The most logical Expectation–Maximisation (EM) implementation within scikit-learn that is
suitable for this data is a Gaussian Mixture model ( sklearn.mixture.GaussianMixture ; you
can specify the number of clusters through the parameter n_components ).
### (a) 
Contemplate what is happening in the “Expectation” step and in the “Maximisation” step
for a Gaussian in this context.

E-step: use the current estimate of the mean/standard deviation for an attribute (with respect to a cluster) to determine the (log-)likelihood of generating each instances in the training data

M-stem: re-estimate each mean and standard deviation, based on the current probabilistic assignment of instances to clusters

### (b) 
This version of EM uses the centroids of k-means as a seed; what effect do you think this will
have on its behaviour?

Since k-means is itself a fair clustering algorithm, it will mean that we begin with a moderately-plausible clustering - EM will consequently converge faster. On the other hand, if k-means has randomly chosen a poor clustering, then it might take a very long time to converge, or it might converge to a local minimum of the likelihood, which is possibly far worse than the global minimum.

### (c) 
Compare the cluster evaluations of the EM clusters with the k-means clusters you calculated
in the previous question.

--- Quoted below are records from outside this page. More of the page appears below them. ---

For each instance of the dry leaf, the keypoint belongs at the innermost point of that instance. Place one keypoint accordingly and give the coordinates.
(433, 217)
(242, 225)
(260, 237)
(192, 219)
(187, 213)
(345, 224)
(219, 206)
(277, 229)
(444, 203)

What do you observe, and why?

In [61]:
from sklearn.mixture import GaussianMixture
gmm = GaussianMixture(n_components=num_clusters)
gmm.fit(X)
centers = gmm.means_
clusters = gmm.predict(X)
purity, entropy = eval_cluster(clusters, y, num_clusters)
print('cluster purity is {} and entropy is {}'.format(purity, entropy))
sses = sse_cluster(X, clusters, centers)
print('SSE:', np.sum(sses))

cluster purity is 0.5702657409624132 and entropy is 0.9034605757173014
SSE: 544.2203315337513


The differences are quite small for the most part - perhaps because of the effect of using k-means to initialise the GMM.

From what we can see here, it seems that the GMM might be sacrificing SSE for slightly better purity/entropy compared to KMeans. In a GMM, we can define less compact clusters (higher SSE), which in this case seems to describe the data slightly better.